How could I have mistaken for myself an heroic condition that from early boyhood has made me superstitious? That which comes as complete, as minutely organised, as are those elaborate, brightly lighted buildings and sceneries appearing in a moment, as I lie between sleeping and waking, must come from above me and beyond me. At times I remember that place in Dante where he sees in his chamber the "Lord of Terrible Aspect," and how, seeming "to rejoice inwardly that it was a marvel to see, speaking, he said, many things among the which I could understand but few, and of these this: ego dominus tuus"; or should the conditions come, not as it were in a gesture--as the image of a man--but in some fine landscape, it is of Boehme, maybe, that I think, and of that country where we "eternally solace ourselves in the excellent beautiful flourishing of all manner of flowers and forms, both trees and plants, and all kinds of fruit."

II

When I consider the minds of my friends, among artists and emotional writers, I discover a like contrast.
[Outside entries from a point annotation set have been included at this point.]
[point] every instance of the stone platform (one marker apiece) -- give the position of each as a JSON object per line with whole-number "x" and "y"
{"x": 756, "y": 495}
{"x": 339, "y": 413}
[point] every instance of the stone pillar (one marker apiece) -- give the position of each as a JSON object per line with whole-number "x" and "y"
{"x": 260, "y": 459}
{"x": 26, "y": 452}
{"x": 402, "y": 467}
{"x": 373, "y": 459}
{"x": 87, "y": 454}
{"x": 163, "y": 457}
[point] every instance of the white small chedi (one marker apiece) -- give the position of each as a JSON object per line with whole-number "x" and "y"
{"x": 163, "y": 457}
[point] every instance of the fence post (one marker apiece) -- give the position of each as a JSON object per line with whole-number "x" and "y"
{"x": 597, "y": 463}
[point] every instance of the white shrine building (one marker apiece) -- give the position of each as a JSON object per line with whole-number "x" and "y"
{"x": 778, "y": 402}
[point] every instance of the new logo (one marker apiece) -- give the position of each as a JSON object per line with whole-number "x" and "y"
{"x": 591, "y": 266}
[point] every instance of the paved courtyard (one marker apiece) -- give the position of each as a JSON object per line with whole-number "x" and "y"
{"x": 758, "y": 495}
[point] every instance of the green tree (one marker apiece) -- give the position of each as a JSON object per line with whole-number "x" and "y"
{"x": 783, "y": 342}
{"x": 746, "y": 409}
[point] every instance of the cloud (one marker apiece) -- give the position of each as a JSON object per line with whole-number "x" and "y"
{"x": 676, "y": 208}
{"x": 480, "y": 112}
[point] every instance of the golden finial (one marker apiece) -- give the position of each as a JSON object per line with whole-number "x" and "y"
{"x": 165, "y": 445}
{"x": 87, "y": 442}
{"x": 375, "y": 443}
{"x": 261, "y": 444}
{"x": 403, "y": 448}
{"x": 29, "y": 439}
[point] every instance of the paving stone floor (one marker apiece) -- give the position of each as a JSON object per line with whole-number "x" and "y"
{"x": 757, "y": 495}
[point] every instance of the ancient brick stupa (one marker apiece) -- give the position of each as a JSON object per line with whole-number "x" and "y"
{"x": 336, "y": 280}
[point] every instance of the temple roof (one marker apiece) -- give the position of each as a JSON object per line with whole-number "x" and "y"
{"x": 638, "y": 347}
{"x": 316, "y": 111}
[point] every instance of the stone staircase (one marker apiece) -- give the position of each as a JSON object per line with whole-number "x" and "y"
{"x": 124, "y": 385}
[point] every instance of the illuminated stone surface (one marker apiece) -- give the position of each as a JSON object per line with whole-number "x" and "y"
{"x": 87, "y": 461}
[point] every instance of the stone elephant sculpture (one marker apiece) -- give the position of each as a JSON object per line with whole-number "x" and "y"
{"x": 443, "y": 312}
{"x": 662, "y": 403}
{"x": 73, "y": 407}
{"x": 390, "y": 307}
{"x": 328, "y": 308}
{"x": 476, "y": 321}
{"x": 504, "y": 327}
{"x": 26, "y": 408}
I have sometimes told one close friend that her only fault is a habit of harsh judgment with those who have not her sympathy, and she has written comedies where the wickedest people seem but bold children. She does not know why she has created that world where no one is ever judged, a high celebration of indulgence, but to me it seems that her ideal of beauty is the compensating dream of a nature wearied out by over-much judgment. I know a famous actress who in private life is like the captain of some buccaneer ship holding his crew to good behaviour at the mouth of a blunderbuss, and upon the stage she excels in the representation of women who stir to pity and to desire because they need our protection, and is most adorable as one of those young queens imagined by Maeterlinck who have so little will, so little self, that they are like shadows sighing at the edge of the world. When I last saw her in her own house she lived in a torrent of words and movements, she could not listen, and all about her upon the walls were women drawn by Burne-Jones in his latest period. She had invited me in the hope that I would defend those women, who were always listening, and are as necessary to her as a contemplative Buddha to a Japanese Samurai, against a French critic who would persuade her to take into her heart in their stead a Post-Impressionist picture of a fat, ruddy, nude woman lying upon a Turkey carpet.